Comment by nottorp

1 year ago

Interesting, I only trust them for boilerplates that I hate writing 100 times...

It can give you ideas and lead you to new paths when problem solving, you just have to be aware that its knowledge is planet wide but inch deep. I lost the count of how many times it conceptually gets "above the target" rather nicely and then its implementation is like a blind person throwing darts. I also lost the count of how many times it describes the code it wrote and it's like it has two brains, one which writes the descriprion and the other, ahem, a little bit "slower", that writes the code.

Classic debate looks like this:

- Hey how do you implement X in lang Y using Z? - Certainly! Blablablah this code adds 1 and the return is 3! - Your code returns 5 and it seems to add 2, fix it. - I apologize for the oversight, here's the fixed version (replies with the same, maybe slightly altered, but still broken, code)

Well I guess ultimately one can't expect miracles from a statistics based token generation machine.

Sometimes I do wonder if the entire gen AI craze of the last few years is just one massive bubble and we're actually nowhere near AGI.
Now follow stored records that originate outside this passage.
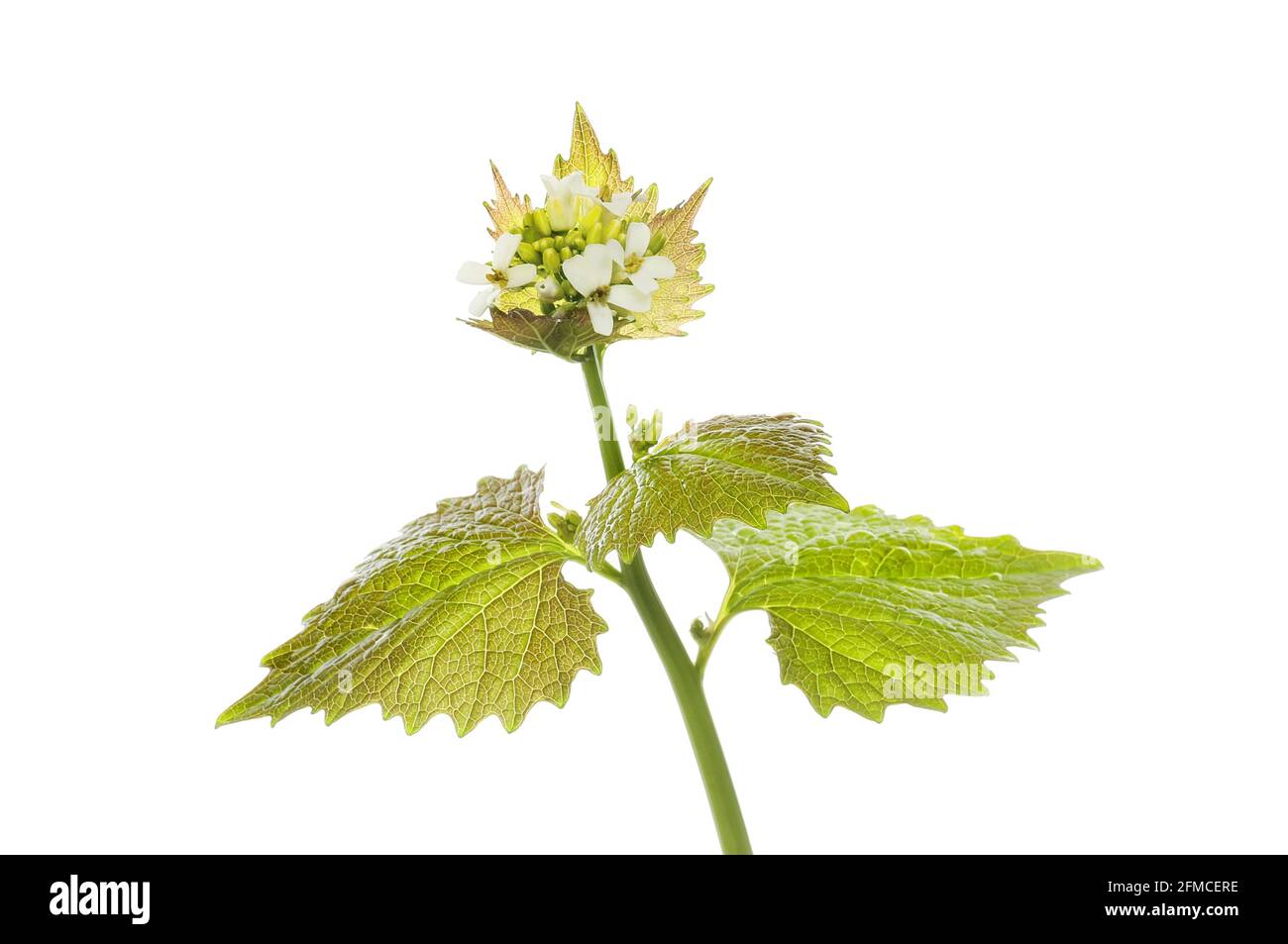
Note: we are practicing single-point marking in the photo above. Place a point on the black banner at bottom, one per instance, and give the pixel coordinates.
(133, 895)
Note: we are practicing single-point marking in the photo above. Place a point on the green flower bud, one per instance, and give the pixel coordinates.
(591, 218)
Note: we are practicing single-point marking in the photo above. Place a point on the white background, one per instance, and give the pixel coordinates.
(1025, 261)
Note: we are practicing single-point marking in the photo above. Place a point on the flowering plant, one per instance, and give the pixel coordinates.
(468, 613)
All the evidence I see when interacting with these models points towards them "knowing" things, but not "understanding" things, a context aware planet-scale Wikipedia. (Don't get me wrong, I still think LLMs are life changing for language specific tasks like translation etc., but they're just not in any way new forms of intelligent beings, which is what a lot of mainstream population and even some investors seem to think).
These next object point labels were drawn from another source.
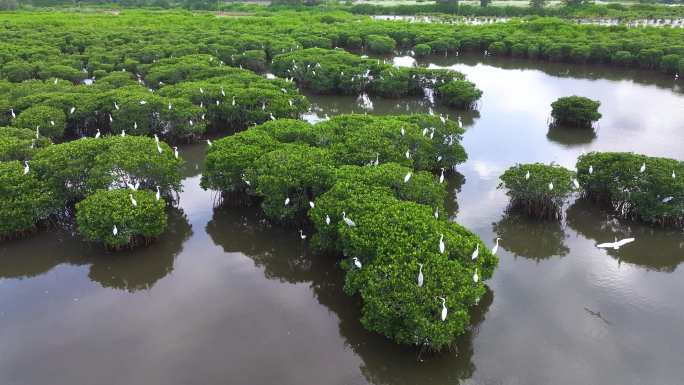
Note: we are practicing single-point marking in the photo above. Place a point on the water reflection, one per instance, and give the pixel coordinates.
(529, 238)
(132, 270)
(654, 248)
(283, 257)
(569, 136)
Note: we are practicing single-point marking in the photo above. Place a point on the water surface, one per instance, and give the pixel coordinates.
(226, 298)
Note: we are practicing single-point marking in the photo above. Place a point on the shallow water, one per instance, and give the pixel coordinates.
(225, 298)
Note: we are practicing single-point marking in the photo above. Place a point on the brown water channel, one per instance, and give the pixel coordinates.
(224, 298)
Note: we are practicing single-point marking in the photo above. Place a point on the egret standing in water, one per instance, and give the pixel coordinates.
(348, 221)
(357, 263)
(442, 247)
(476, 252)
(444, 309)
(420, 275)
(496, 246)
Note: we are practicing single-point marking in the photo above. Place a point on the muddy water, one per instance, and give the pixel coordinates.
(224, 298)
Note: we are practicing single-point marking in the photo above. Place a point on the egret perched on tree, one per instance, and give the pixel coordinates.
(420, 275)
(476, 252)
(444, 309)
(357, 263)
(442, 247)
(348, 221)
(496, 246)
(615, 245)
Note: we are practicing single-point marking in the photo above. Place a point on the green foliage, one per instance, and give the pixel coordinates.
(19, 143)
(49, 121)
(459, 93)
(295, 174)
(422, 50)
(76, 169)
(575, 111)
(654, 196)
(538, 190)
(99, 213)
(26, 200)
(380, 44)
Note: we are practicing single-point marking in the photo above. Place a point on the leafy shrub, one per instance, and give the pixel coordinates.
(654, 196)
(380, 44)
(538, 190)
(19, 143)
(459, 94)
(26, 200)
(295, 174)
(422, 50)
(99, 213)
(49, 121)
(575, 111)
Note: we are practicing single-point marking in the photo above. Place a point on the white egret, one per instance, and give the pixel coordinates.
(420, 275)
(442, 247)
(348, 221)
(357, 263)
(615, 245)
(444, 309)
(496, 246)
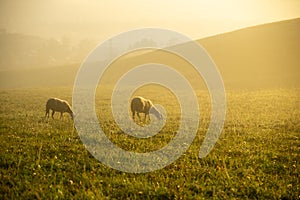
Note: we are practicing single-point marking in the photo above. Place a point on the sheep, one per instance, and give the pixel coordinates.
(142, 105)
(58, 105)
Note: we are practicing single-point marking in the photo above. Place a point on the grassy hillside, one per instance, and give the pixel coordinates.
(256, 57)
(264, 56)
(256, 157)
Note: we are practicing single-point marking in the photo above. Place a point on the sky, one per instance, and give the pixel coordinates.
(101, 19)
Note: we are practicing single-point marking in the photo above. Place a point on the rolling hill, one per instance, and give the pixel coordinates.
(263, 56)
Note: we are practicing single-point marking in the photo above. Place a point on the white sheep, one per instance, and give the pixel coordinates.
(142, 105)
(58, 105)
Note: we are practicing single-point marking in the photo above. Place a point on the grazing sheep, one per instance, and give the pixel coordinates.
(58, 105)
(142, 105)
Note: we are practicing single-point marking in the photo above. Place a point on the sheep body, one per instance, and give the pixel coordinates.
(142, 105)
(58, 105)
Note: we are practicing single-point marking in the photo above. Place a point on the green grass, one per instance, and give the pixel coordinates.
(256, 157)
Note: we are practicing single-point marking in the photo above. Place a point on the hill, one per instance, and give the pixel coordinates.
(264, 56)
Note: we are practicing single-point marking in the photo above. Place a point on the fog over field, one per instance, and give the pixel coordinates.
(240, 142)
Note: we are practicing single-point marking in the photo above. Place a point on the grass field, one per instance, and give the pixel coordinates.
(256, 157)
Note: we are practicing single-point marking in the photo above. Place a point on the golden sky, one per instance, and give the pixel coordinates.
(99, 19)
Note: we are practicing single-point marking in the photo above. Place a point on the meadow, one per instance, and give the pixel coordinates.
(256, 157)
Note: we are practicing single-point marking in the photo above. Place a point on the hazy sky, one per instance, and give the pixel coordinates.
(99, 19)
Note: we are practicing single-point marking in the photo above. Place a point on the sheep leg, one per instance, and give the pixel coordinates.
(138, 114)
(53, 114)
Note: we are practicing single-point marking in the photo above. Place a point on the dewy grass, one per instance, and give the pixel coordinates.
(256, 157)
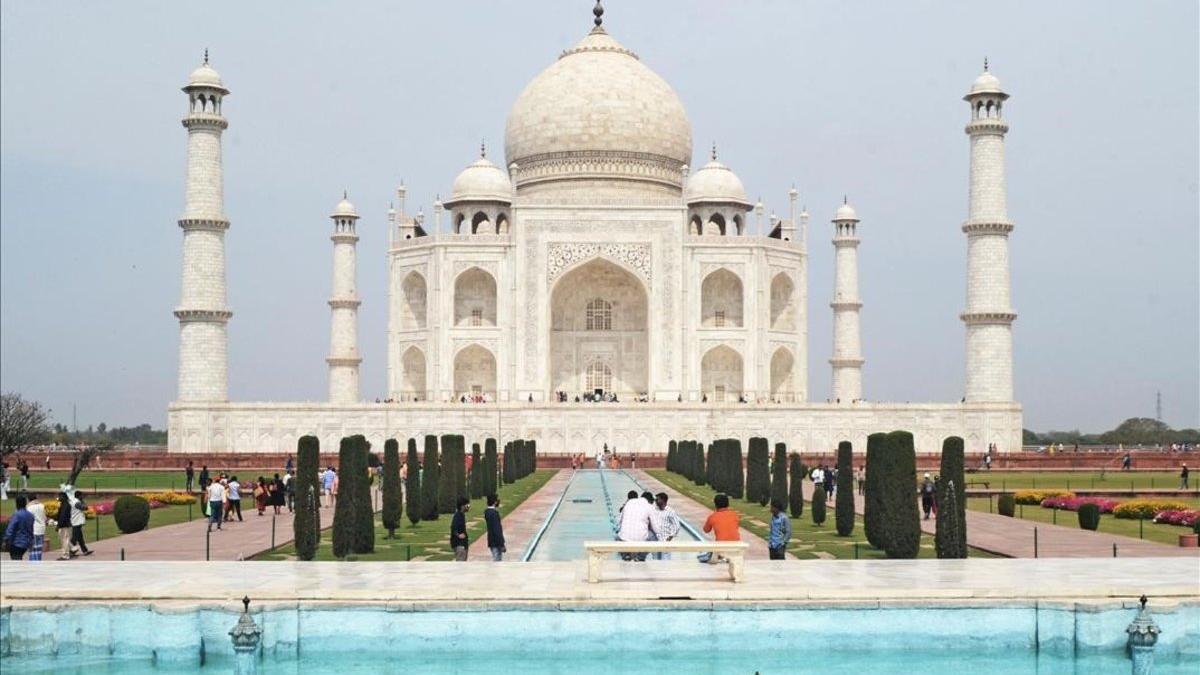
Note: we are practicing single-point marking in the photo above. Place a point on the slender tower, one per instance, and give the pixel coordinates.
(847, 344)
(343, 334)
(202, 311)
(989, 315)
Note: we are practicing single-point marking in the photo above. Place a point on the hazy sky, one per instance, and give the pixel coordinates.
(838, 97)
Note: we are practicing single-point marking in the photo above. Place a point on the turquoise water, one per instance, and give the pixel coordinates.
(585, 514)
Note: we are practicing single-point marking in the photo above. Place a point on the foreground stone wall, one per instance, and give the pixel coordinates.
(586, 428)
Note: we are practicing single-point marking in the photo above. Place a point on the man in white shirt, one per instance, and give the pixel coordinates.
(635, 523)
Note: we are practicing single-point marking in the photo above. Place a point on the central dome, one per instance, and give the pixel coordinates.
(599, 115)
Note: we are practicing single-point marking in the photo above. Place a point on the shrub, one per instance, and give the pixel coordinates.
(759, 471)
(952, 544)
(779, 473)
(796, 488)
(1006, 505)
(131, 513)
(393, 505)
(1037, 496)
(901, 536)
(844, 505)
(306, 524)
(1090, 517)
(413, 484)
(430, 479)
(873, 499)
(819, 500)
(1135, 509)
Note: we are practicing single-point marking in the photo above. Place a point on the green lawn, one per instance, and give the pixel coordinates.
(429, 539)
(1078, 479)
(1110, 525)
(808, 539)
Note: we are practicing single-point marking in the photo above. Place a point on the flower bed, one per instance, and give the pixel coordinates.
(1185, 518)
(1135, 509)
(1073, 502)
(1038, 496)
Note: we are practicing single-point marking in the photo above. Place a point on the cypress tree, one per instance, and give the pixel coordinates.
(876, 471)
(345, 515)
(819, 500)
(364, 508)
(844, 506)
(779, 475)
(306, 524)
(477, 472)
(796, 489)
(393, 505)
(903, 533)
(413, 484)
(759, 471)
(947, 542)
(430, 479)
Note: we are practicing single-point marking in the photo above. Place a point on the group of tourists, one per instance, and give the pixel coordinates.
(25, 532)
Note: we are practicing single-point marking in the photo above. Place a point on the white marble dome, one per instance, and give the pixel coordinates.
(481, 181)
(598, 111)
(715, 183)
  • > Hey how do you implement X in lang Y using Z?

    I'd ask that, look at the answer then write the code myself. Unless it's "how do you initialize a button in lang Y using Z?" or other trivial stuff like that.
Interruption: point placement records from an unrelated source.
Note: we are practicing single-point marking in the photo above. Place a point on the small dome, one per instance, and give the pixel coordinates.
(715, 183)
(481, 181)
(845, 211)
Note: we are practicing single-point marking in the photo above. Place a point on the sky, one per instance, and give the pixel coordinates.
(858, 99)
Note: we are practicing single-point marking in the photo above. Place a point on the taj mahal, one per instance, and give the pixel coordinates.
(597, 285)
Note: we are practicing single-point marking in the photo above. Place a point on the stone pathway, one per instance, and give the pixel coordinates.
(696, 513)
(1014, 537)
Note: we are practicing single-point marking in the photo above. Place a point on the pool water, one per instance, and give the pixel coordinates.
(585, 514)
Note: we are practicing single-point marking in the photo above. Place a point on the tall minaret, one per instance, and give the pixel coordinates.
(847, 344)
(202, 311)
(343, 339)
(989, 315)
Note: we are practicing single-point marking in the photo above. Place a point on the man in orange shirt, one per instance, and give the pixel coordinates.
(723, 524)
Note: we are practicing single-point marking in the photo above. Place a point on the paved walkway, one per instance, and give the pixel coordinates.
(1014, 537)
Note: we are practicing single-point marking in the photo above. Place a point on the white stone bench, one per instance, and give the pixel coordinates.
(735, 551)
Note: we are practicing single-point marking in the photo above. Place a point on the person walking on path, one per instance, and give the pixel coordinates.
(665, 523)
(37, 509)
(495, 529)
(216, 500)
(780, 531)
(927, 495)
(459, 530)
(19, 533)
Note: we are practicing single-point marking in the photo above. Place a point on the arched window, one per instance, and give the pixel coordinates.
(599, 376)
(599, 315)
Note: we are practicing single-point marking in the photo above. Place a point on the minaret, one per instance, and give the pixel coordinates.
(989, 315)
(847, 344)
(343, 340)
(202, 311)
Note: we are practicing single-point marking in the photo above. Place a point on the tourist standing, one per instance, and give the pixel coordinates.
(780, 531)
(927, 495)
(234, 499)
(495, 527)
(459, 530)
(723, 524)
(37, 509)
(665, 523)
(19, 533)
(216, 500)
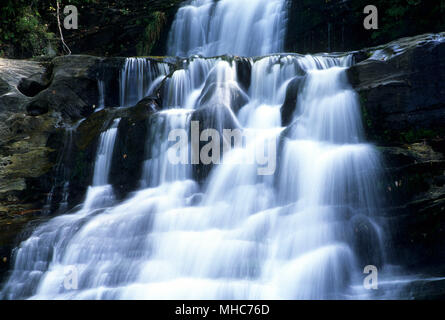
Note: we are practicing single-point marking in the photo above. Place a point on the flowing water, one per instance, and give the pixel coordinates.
(287, 234)
(239, 27)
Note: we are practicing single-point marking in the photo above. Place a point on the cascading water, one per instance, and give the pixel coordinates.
(239, 27)
(286, 234)
(138, 79)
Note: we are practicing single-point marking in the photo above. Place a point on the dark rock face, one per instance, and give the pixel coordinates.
(337, 25)
(130, 147)
(290, 103)
(401, 88)
(217, 117)
(403, 106)
(35, 84)
(230, 94)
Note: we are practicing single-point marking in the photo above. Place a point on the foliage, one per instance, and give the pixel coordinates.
(152, 33)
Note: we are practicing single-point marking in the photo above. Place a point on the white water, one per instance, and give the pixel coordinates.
(239, 27)
(137, 78)
(240, 235)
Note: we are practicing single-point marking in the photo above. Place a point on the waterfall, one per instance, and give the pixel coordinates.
(239, 27)
(277, 218)
(138, 78)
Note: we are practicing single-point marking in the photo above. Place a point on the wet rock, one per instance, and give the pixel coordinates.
(224, 93)
(217, 117)
(290, 103)
(401, 89)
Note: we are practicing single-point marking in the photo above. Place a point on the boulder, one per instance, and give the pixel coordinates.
(290, 103)
(212, 116)
(229, 94)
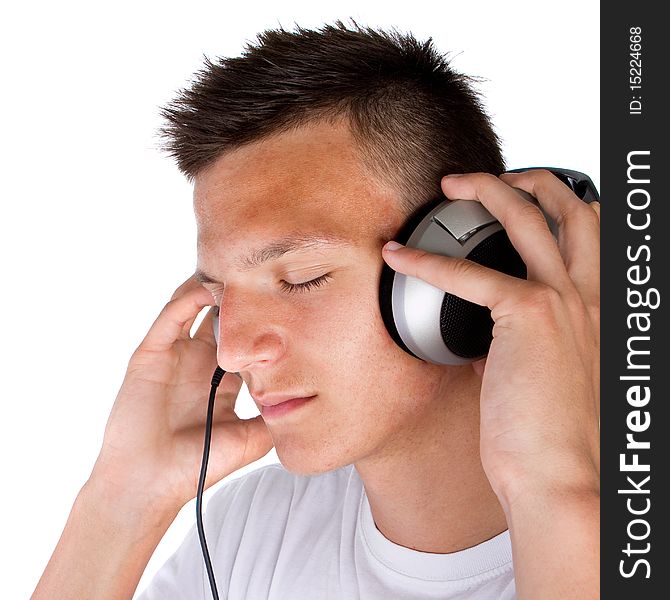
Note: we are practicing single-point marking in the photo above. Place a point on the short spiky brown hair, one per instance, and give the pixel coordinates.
(414, 118)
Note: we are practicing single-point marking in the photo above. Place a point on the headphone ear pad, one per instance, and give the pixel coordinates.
(388, 274)
(466, 327)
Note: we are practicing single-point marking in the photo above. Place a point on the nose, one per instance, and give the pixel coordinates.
(249, 336)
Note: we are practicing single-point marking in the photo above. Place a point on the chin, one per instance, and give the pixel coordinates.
(302, 461)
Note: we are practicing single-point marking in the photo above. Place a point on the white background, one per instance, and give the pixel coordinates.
(96, 226)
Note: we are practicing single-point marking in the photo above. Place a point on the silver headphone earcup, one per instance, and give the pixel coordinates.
(422, 319)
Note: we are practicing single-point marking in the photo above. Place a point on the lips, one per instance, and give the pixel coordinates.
(273, 406)
(274, 399)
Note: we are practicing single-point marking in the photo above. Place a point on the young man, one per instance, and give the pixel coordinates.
(399, 478)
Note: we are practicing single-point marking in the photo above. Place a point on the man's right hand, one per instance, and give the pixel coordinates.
(154, 437)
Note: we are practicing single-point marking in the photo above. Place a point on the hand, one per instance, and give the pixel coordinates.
(154, 438)
(540, 381)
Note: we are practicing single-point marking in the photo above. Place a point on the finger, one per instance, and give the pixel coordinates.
(461, 277)
(172, 323)
(205, 330)
(190, 284)
(578, 227)
(524, 223)
(228, 391)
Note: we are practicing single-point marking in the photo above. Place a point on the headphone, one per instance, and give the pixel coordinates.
(438, 327)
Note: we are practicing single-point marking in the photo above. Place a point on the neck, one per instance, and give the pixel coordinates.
(430, 492)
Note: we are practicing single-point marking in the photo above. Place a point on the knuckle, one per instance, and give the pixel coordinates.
(484, 181)
(529, 214)
(542, 298)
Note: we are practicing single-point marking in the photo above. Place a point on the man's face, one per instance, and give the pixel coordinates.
(328, 340)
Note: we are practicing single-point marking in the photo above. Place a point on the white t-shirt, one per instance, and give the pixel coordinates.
(278, 536)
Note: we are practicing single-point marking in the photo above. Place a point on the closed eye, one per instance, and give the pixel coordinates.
(306, 286)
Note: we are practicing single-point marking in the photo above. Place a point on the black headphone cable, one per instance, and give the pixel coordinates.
(216, 380)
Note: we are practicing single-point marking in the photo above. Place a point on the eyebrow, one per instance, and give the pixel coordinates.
(278, 248)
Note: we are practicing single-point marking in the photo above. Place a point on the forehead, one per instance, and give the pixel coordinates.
(308, 180)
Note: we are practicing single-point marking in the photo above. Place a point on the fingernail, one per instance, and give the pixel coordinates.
(390, 246)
    > is just one massive bubble and we're actually nowhere near AGI

    Correct.

    > life changing for language specific tasks like translation etc

    Translations can be even more dangerous than code IMO. Think contracts and other legalese where every word matters.

    Also the difference between a great translation and a useless one when we're talking fiction is enormous. Great ones are basically a rewrite by someone who knows both the source and destination language and has enough literary talent to somehow translate the original's style, not only the words*.

    There's a lot of middle ground where it doesn't really matter though.

    * Think of translating Terry Pratchett. Or Lord of the Rings.